Missoula unveils plans to improve Clark Fork River access, stem bank erosion

A roughly $2.5 million project aims to address erosion created by Clark Fork River users and to build established access points
Clark Fork River Floating
Posted at 11:17 AM, Jan 11, 2024
and last updated 2024-01-11 13:17:46-05

MISSOULA — The city unveiled plans on Wednesday, January 10, 2024, to embark on a roughly $2.5 million project to address erosion created by Clark Fork River users and to build established access points to the water's edge at several downtown locations.

The project has been in the works since 2014 and looks to preserve water quality and wildlife habitat while also acknowledging the river's popularity as a summer recreation site.

“What we're really talking about is building an intuitive system of downtown river access points to not only improve recreational use but also to protect the resources we really value in the Clark Fork River,” said Morgan Valliant, associate director of ecosystem services with the city.

Valliant said he became concerned about certain patterns of river use back in 2012 when erosion intensified as a result of user-created trails.
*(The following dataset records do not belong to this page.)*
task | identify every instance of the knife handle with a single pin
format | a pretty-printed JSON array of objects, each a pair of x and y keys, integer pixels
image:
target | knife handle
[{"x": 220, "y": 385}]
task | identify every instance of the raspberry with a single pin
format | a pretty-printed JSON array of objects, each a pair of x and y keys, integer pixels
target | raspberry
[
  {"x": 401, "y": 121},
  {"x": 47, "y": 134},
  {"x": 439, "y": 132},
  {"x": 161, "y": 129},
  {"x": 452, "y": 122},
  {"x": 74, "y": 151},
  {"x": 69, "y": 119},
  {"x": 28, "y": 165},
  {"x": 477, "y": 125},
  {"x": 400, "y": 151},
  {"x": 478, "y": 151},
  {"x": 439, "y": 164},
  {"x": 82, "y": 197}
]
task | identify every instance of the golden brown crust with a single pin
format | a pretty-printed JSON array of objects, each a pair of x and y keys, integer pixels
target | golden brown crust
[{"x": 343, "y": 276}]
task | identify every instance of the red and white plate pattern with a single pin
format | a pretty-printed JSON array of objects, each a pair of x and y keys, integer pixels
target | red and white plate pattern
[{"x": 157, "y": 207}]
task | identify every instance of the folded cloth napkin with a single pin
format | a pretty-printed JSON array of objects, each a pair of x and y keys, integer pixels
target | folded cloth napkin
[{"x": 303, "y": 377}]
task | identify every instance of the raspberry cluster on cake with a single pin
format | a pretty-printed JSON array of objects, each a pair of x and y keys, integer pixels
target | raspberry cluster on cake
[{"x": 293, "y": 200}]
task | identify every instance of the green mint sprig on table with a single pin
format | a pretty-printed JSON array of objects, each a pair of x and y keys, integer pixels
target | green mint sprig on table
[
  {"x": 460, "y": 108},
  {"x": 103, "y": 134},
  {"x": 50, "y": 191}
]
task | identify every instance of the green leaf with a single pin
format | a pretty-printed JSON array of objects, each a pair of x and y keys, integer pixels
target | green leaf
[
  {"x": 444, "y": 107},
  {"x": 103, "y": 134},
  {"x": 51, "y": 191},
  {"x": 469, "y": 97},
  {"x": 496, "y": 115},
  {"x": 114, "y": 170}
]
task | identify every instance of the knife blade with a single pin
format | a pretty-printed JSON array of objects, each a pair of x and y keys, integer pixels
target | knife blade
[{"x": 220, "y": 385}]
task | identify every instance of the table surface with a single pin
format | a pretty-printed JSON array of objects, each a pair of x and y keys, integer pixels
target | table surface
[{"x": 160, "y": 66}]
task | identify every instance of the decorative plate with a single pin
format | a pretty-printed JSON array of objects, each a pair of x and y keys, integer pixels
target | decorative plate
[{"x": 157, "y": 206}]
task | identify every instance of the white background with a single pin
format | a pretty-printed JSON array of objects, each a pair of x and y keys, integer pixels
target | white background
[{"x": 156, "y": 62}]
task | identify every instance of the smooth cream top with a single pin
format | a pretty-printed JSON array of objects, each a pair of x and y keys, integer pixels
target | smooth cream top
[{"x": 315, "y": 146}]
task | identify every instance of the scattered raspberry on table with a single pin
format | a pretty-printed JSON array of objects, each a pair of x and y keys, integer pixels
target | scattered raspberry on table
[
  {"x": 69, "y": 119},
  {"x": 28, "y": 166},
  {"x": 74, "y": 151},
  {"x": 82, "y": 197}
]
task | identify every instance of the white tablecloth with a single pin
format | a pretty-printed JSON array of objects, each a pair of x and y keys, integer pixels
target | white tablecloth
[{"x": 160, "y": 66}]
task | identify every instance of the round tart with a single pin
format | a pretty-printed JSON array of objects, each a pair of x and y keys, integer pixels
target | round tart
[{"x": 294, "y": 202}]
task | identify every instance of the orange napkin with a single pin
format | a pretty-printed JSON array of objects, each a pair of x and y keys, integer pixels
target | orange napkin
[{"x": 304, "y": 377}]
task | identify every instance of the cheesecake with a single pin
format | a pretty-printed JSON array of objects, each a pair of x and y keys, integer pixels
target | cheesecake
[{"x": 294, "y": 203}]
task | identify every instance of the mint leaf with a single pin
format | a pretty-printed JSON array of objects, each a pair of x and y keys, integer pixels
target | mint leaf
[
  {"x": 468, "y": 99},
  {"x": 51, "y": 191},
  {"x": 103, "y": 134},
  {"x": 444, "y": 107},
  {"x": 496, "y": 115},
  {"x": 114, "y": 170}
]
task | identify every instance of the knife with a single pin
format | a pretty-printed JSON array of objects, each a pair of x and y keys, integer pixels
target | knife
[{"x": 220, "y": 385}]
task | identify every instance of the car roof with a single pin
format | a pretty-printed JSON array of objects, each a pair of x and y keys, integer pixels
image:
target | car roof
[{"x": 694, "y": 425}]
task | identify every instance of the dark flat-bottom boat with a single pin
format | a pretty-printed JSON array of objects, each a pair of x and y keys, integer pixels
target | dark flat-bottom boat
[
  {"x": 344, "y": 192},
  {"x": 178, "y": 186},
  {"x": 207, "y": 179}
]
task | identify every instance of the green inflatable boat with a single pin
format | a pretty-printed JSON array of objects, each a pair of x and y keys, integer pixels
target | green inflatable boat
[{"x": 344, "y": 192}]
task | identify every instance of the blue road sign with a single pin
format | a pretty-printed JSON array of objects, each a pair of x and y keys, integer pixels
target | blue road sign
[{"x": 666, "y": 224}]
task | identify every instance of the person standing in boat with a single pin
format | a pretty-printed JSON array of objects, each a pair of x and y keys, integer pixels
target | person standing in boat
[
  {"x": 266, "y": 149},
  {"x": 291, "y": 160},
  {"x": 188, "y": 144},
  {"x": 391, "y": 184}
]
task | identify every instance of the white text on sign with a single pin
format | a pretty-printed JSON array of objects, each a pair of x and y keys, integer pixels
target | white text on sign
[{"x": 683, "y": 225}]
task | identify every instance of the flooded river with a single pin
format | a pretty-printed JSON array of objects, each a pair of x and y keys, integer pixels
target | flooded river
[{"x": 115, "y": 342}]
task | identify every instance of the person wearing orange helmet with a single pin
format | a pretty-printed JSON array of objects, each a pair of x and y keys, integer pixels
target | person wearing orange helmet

A study conducted several years later found how intense summer use of the river actually was.

Conducted in 2018, the study identified more than 2,600 floaters in the river at the Madison Street Bridge, amounting to roughly 18,000 floaters each season. At peak use, nearly 60 people floated under the bridge each hour and 66% of them were in single-person flotation devices.

Over the years, the pace of erosion has begun to threaten a range of public infrastructure including trails, utilities and bridge abutments. While other stretches of the river's urban flow face equal erosion, the project's first phase focuses only on areas between the Madison Street Bridge and Caras Park.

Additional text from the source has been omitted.